PyEvent, OnceFlag, RecursiveMutex

Event: 1-byte field, three states (_Py_UNLOCKED, _Py_LOCKED meaning set, _Py_HAS_PARKED meaning waiters parked). Notify flips to set and wakes everyone.

OnceFlag: 1-byte field with the same three states plus a fourth _Py_ONCE_INITIALIZED (== _Py_LOCKED). The first caller runs the function; concurrent callers park on the flag and wake when the function finishes. Failure resets to _Py_UNLOCKED so a future caller can retry.

RecursiveMutex: a Mutex plus an owner ident (pythread.Ident) and a recursion depth.

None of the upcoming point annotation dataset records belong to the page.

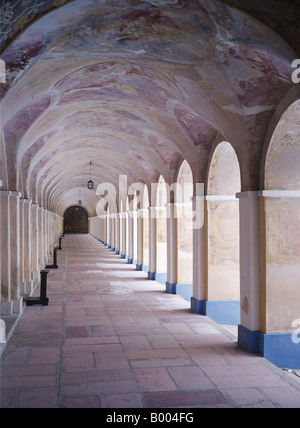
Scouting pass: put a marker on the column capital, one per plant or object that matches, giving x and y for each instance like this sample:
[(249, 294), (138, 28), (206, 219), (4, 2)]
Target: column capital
[(221, 198), (248, 194), (286, 194), (25, 201)]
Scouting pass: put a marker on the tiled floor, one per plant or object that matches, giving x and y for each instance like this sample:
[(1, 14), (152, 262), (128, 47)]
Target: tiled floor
[(111, 338)]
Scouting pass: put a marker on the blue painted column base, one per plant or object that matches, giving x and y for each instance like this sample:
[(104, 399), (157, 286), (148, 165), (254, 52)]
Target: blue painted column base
[(141, 268), (183, 290), (222, 312), (159, 277), (282, 349)]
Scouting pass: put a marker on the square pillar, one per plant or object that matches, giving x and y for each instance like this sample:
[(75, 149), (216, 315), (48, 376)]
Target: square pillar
[(5, 248), (199, 261), (250, 255)]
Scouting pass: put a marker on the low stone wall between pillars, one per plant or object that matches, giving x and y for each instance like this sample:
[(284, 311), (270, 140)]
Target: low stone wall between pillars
[(28, 231)]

Same recursion contract as _PyRecursiveMutex.

RWMutex

Faithful port of the four-state bit packing:

bit 0 _Py_WRITE_LOCKED
bit 1 _Py_HAS_PARKED
bits 2.. reader count

We keep the same waiter-fairness property (a parked writer blocks new readers).

SeqLock

Pure-atomic primitive, no parking. Port verbatim, swap C atomics for sync/atomic.Uint32.

CriticalSection (PEP 703)

critical_section.c implements per-object critical sections that serialize access to a Python object in the free-threaded build. In a GIL build the GIL already provides serialization, so the operations become bookkeeping only.

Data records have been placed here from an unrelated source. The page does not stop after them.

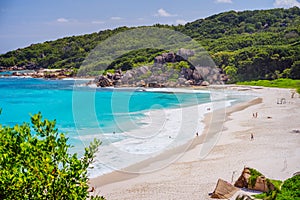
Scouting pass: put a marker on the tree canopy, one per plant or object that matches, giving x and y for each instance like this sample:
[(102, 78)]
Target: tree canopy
[(250, 45), (35, 163)]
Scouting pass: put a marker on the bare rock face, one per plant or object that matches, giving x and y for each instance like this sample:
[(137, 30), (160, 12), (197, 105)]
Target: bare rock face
[(103, 81)]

We port the full structure (single-object CS, two-object CS, suspend, resume, push, pop), but the v0.1 implementation runs without thread state. The fields a CriticalSection carries are:

  • prev *CriticalSection (linked into a per-thread stack)
  • mutex *Mutex (acquired on Begin, released on End)
  • mutex2 *Mutex (only for the 2-object form)

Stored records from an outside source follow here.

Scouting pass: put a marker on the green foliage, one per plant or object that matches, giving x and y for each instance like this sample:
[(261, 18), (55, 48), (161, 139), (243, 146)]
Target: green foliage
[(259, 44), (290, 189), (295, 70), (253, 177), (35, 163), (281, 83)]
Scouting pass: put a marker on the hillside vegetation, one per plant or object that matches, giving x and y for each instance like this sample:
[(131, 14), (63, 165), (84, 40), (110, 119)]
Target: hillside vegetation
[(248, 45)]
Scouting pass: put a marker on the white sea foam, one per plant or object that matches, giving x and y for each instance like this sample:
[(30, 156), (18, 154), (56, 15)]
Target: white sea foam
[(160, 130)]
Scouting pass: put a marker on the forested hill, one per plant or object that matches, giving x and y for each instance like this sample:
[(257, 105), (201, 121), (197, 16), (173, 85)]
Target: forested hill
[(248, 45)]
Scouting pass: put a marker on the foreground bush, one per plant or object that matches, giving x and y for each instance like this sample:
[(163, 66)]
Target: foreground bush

The per-thread stack lives in goroutine-local state. Since Go has no goroutine-local storage, v0.1 stores the stack head on the pysync.CSThread value passed into Begin. v0.7 will fold this into the real state.ThreadState once it exists.

The full PEP 703 attach/detach interaction (the suspend bit on the critical section, plus the dance with the GIL) is deferred to v0.14 along with the rest of free-threading. The shape here is correct; v0.14 just turns "no-op when no other thread can run" into "actually acquire the mutex".

What we drop

  • _PySemaphore. Replaced by a channel inside the waiter struct. The C semaphore is a platform-specific abstraction whose only client was the parking lot.
  • _Py_yield (a SwitchToThread / sched_yield wrapper). Not needed. Go's scheduler already preempts.
  • The AfterFork reset for the buckets clears parked waiters from threads that no longer exist after fork(). Go programs do not fork in the POSIX sense; the function is a no-op. We keep it to preserve the call shape.

Tests

Each primitive has a unit test plus a stress test:

  • Mutex: hammer with runtime.GOMAXPROCS(N) goroutines incrementing a counter, then assert the final value.
  • Event: 100 waiters, one notifier, all waiters return.
  • OnceFlag: Do runs the function exactly once across N goroutines.
  • RecursiveMutex: same goroutine can take and release N times; a different goroutine cannot release.
  • RWMutex: writer-vs-readers fairness assertion.
  • SeqLock: writer/reader race on a struct, validate consistency.
  • ParkingLot: Park then Unpark from another goroutine. Timeout works. UnparkAll wakes everyone.
  • CriticalSection: Begin/End balance; nested; two-object form acquires in deterministic order.

Free-threaded considerations

The Py_GIL_DISABLED branch in lock.c enables a brief spin (MAX_SPIN_COUNT = 40) before parking. We surface this as a build tag pygil_disabled (matching the gopy convention introduced in 1603 v0.14). When the tag is off, spin count is zero and the lock parks immediately, exactly like the GIL build in C.